ITV’s Flesh and Blood reminds me that even clichés can be very watchable

Basically, the moment you clap eyes on Imelda Staunton’s Mary, you just know – alert, alert! – she’s the mousey neighbour from hell.

By Rachel Cooke

In Sarah Williams’ drama Flesh and Blood (24 February, 9pm), Imelda Staunton plays a woman called Mary who’s a dab hand with the pinking shears. Mary may, I think, be somewhat familiar to you; she certainly was to me. She’s Barbara Covett in Zoë  Heller’s novel, Notes on a Scandal, or Nora Eldridge in Claire Messud’s The Woman  Upstairs. Basically, the moment you clap eyes on her, you just know – alert, alert! – she’s the mousey neighbour from hell, a timid but icily determined creature who is overly involved with the lives of the seemingly perfect family she watches with binoculars from her kitchen window. When you hear Mary shout “coo-eee!” as she barges in uninvited, you feel vaguely sick – and not only because, inevitably, she’ll be carrying a plate of something sugary she baked earlier (Mary uses an icing bag the way other people use a splatter gun loaded with weedkiller).
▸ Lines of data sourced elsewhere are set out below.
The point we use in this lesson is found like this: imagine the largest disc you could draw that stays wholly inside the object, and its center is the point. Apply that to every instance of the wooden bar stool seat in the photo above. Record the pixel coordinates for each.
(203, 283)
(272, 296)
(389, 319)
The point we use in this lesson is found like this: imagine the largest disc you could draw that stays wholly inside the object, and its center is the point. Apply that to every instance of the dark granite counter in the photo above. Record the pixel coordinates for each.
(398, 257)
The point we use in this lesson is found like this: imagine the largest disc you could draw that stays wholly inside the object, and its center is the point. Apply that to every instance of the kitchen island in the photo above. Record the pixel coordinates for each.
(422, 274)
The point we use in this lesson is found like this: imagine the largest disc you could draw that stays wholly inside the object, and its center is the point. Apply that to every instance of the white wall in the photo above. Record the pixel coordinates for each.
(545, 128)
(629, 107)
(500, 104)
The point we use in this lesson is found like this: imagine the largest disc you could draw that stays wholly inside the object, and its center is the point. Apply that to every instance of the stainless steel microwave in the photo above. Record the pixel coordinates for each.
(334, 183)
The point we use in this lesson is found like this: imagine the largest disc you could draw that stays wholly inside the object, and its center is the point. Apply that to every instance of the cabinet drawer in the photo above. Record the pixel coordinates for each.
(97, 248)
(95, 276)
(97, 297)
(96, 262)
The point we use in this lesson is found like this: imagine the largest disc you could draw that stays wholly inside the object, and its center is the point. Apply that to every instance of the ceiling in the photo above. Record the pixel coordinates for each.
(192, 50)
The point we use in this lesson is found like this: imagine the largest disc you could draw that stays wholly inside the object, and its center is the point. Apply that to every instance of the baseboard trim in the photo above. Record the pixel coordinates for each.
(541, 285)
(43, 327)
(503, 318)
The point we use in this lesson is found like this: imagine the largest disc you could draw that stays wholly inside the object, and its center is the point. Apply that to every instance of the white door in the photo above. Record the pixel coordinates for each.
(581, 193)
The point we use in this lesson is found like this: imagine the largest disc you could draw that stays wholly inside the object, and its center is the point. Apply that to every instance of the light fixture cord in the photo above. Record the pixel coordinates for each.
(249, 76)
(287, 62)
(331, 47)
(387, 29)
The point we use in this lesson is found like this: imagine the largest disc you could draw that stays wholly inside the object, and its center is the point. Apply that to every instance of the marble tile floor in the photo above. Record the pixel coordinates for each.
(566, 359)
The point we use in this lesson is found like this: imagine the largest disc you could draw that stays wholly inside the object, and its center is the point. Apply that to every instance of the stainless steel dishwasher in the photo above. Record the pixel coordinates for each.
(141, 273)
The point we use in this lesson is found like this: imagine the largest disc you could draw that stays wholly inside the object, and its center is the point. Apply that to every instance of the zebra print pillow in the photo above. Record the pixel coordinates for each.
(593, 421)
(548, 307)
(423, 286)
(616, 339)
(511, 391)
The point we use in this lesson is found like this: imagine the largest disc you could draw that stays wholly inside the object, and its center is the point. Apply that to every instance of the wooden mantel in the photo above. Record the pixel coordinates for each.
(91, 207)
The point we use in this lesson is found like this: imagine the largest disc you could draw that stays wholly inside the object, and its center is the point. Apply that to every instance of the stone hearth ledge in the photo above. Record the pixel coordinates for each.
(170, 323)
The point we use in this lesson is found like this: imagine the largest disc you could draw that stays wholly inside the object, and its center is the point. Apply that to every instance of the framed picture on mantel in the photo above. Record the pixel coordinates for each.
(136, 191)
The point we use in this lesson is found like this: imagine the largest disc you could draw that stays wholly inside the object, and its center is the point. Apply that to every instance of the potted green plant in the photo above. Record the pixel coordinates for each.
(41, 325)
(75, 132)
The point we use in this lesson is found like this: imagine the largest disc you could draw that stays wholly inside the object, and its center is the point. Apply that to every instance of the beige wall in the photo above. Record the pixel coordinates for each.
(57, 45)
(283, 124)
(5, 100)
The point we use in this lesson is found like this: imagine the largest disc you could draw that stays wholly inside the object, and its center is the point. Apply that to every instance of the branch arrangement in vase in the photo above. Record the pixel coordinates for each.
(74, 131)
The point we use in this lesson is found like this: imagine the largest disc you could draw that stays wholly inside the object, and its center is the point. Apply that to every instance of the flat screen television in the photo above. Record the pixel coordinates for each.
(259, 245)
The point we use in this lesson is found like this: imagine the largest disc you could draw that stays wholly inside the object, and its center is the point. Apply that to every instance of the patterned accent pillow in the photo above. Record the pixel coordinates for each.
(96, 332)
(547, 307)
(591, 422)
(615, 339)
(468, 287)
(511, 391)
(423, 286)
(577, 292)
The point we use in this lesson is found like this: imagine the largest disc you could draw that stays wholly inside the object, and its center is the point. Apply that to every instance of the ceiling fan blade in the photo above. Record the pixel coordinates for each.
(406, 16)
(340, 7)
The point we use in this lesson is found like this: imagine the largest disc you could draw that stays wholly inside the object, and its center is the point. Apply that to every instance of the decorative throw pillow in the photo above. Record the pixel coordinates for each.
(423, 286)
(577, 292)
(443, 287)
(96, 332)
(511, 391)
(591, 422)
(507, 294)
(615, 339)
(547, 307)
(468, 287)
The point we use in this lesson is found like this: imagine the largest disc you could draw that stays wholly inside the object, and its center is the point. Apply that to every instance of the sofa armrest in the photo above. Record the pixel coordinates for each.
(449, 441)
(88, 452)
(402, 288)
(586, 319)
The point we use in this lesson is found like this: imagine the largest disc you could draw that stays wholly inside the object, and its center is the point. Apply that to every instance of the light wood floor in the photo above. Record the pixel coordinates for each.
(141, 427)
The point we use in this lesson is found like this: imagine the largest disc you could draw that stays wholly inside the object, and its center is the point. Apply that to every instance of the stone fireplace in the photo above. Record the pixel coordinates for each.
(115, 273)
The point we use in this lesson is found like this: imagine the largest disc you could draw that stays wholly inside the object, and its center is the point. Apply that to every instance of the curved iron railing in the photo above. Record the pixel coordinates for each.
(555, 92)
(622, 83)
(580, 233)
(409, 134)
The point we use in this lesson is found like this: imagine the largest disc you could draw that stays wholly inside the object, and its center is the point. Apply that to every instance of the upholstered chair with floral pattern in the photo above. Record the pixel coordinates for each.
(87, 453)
What I’m trying to say is that Mary is a  bit of a cliché. But is she also, therefore, a  red herring? Given that you may be planning to binge on Flesh and Blood on catch-up some time very soon, I won’t answer this question. Suffice to say that even clichés can be very watchable, especially when performed by Staunton. While Francesca Annis plays the part of her gorgeous friend and next-door neighbour, Vivien, as if she’s just left a hot yoga class and is in need of an Americano and some smelling salts – floppy is the adjective I’m looking for – Staunton is all repressed energy, a bagatelle ball waiting to be released. Her smile is as intensely sweet as her cakes – and then, in an instant, it’s a dagger, glinting in the sun. And what a lot of sun there is. She and Vivien live on a beach, and you’ve never seen the south coast look so paradisiacal. It’s like California, only with more alcohol and crummier bathrooms.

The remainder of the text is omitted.